Another challenge for the police is the changing nature of crime during the lockdown, and this is something of which we should all be aware. There has been significantly less crime overall in the past few months, but an increase in certain types which we must tackle head on. I particularly fear as people are not out and about as much, and children are not at school, it is easier for domestic incidents to go under the radar.
If you know of anyone who needs support, here are some useful numbers to share with them, if you or someone you know is in immediate danger please call 999. Local support for victims of domestic abuse and their families:
- Glow Domestic Abuse Service: 0330 0945 559
- New Era (24-hour confidential helpline for victims): 0300 303 3778
- Savana Sexual Abuse Services: 01782 433205 or 01782 433204
With more of our lives being administered on the phone and online, con-artists and scammers have been more active than ever. We can all help with this, whether it means checking on vulnerable neighbours to make sure they are okay, or assisting elderly relatives with online services. Just because a crime is not visible, this does not make it any less traumatic for the victim.
There have also been several incidents of anti-social behaviour recently, in certain areas. With people locked down for months tensions are understandable high, but there can never be any justification for resorting to violence or intimidation. I know our local police and council ASB officers will be working hard together to combat any incidents where they occur.
It is fantastic to see Staffordshire Police has been recently granted just over £1 million from the Government’s Safer Streets Fund to tackle certain lower-level crimes, and we are to receive an extra 60 officers in Stoke-on-Trent.
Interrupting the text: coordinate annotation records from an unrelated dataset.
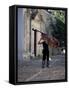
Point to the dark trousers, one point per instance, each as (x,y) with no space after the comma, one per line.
(45,56)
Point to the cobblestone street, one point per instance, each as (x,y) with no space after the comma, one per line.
(31,70)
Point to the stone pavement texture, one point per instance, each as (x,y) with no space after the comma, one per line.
(31,70)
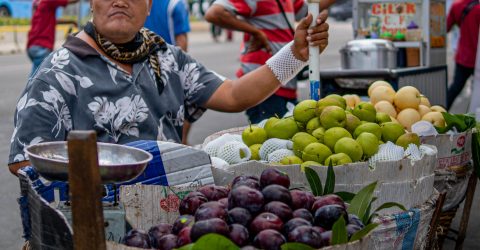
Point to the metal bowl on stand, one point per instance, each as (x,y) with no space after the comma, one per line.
(117,163)
(369,54)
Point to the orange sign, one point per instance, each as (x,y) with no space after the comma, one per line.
(391,17)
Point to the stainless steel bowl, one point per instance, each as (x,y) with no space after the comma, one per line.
(118,163)
(369,54)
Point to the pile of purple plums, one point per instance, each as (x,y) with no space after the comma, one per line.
(255,214)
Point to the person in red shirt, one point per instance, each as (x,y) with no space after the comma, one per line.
(41,36)
(465,14)
(267,25)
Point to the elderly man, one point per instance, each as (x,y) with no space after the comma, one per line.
(127,84)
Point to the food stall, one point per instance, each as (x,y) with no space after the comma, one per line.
(402,42)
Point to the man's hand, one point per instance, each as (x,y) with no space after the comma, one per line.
(314,36)
(259,41)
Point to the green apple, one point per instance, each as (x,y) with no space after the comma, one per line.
(300,141)
(319,133)
(326,102)
(369,143)
(339,98)
(332,135)
(391,131)
(254,135)
(351,123)
(350,147)
(407,139)
(283,128)
(382,117)
(270,122)
(316,152)
(368,127)
(313,124)
(291,160)
(309,164)
(333,116)
(255,150)
(304,111)
(301,126)
(338,159)
(365,111)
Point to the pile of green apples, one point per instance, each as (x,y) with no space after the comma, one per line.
(330,132)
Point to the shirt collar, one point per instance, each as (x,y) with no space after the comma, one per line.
(79,47)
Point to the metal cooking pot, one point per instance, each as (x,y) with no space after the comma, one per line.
(369,54)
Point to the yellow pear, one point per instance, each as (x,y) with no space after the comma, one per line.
(394,120)
(436,118)
(376,84)
(407,117)
(407,97)
(438,108)
(386,107)
(382,93)
(350,100)
(422,109)
(424,101)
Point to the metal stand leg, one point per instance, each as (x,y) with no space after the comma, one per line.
(472,184)
(434,221)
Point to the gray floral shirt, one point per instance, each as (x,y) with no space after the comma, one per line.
(77,88)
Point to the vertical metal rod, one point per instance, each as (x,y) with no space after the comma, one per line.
(314,55)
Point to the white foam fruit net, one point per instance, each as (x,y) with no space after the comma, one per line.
(262,123)
(213,146)
(413,152)
(387,152)
(273,144)
(234,152)
(219,163)
(278,155)
(391,152)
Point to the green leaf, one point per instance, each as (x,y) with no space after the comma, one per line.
(187,247)
(339,232)
(214,242)
(314,181)
(360,234)
(330,181)
(476,151)
(346,196)
(362,200)
(296,246)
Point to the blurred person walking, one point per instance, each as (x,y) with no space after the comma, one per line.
(267,25)
(170,20)
(41,37)
(466,15)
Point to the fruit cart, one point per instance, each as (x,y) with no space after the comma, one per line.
(417,31)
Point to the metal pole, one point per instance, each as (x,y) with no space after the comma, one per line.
(314,55)
(79,15)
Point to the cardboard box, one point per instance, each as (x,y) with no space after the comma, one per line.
(453,150)
(410,184)
(413,57)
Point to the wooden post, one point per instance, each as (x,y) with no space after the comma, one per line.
(472,184)
(85,191)
(435,219)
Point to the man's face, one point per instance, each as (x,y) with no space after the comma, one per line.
(119,20)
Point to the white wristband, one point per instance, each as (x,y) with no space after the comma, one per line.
(284,65)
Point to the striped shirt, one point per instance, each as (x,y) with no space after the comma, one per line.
(267,16)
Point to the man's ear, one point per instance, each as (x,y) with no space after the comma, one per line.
(149,7)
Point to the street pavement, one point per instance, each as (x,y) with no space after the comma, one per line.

If there is a persistent ASB issue in your area, please get in touch with the police or with your local MP; we are here to help, and I for one am determined to stamp out this nuisance in the communities I represent.
It has not been an easy year for the police, but they deserve our thanks. I look forward to continuing to work together with local officers to make all our communities better and safer places in which to live.
This article appeared originally in The Sentinel, 10th August 2020.